Può raccogliere l’IMEI, il codice numerico che identifica in modo univoco ogni telefono, riattivare autonomamente permessi che l’utente ha disattivato, e catalogare informazioni di posizione anche a GPS spento, trasmettendole ai server di Google non appena la connessione viene ristabilita. Tutto confluisce nell’infrastruttura pubblicitaria di Google, che utilizza quei dati per costruire profili comportamentali dettagliati su cui si regge il suo intero modello di business.
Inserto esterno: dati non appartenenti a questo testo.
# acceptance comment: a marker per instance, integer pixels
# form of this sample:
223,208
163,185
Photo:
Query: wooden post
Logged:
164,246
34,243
GrapheneOS nasce dalla constatazione che un problema radicato nel sistema operativo non si risolve aggiungendo strati sopra quel sistema. Non basta una VPN o un browser alternativo se le fondamenta stesse lavorano contro di te. GrapheneOS è un sistema operativo per smartphone costruito sulla stessa base di codice aperto su cui Google costruisce la versione commerciale di Android, ma con un principio opposto: invece di raccogliere dati per conto del produttore, impedisce strutturalmente che quella raccolta avvenga.

Il paradosso dei Pixel

GrapheneOS funziona su una sola famiglia di dispositivi, i Google Pixel, la linea di smartphone che Google progetta internamente controllando sia il software sia l’hardware. Un sistema operativo che vuole eliminare la dipendenza da Google e gira esclusivamente sui telefoni fabbricati da Google stessa? La domanda è legittima.

La risposta sta nella sicurezza hardware. Ogni volta che accendi un telefono, il primo componente che si attiva è il bootloader, un software di basso livello il cui unico compito è caricare il sistema operativo e avviarlo. Nella maggior parte degli smartphone il bootloader carica qualsiasi sistema trovi installato senza porsi domande, il che significa che se qualcuno sostituisse il sistema operativo con una versione compromessa, il telefono la avvierebbe senza che l’utente possa accorgersene. I Pixel funzionano diversamente perché implementano il Verified Boot: prima di avviare il sistema, il bootloader ne verifica crittograficamente l’integrità controllando che ogni singolo componente corrisponda a quello atteso. Se anche un solo byte è stato alterato, il telefono lo rileva e rifiuta di avviarsi. Soprattutto, i Pixel sono gli unici dispositivi che permettono questa verifica anche con un sistema operativo diverso da quello di Google, ed è esattamente ciò che rende possibile installare GrapheneOS mantenendo lo stesso livello di protezione.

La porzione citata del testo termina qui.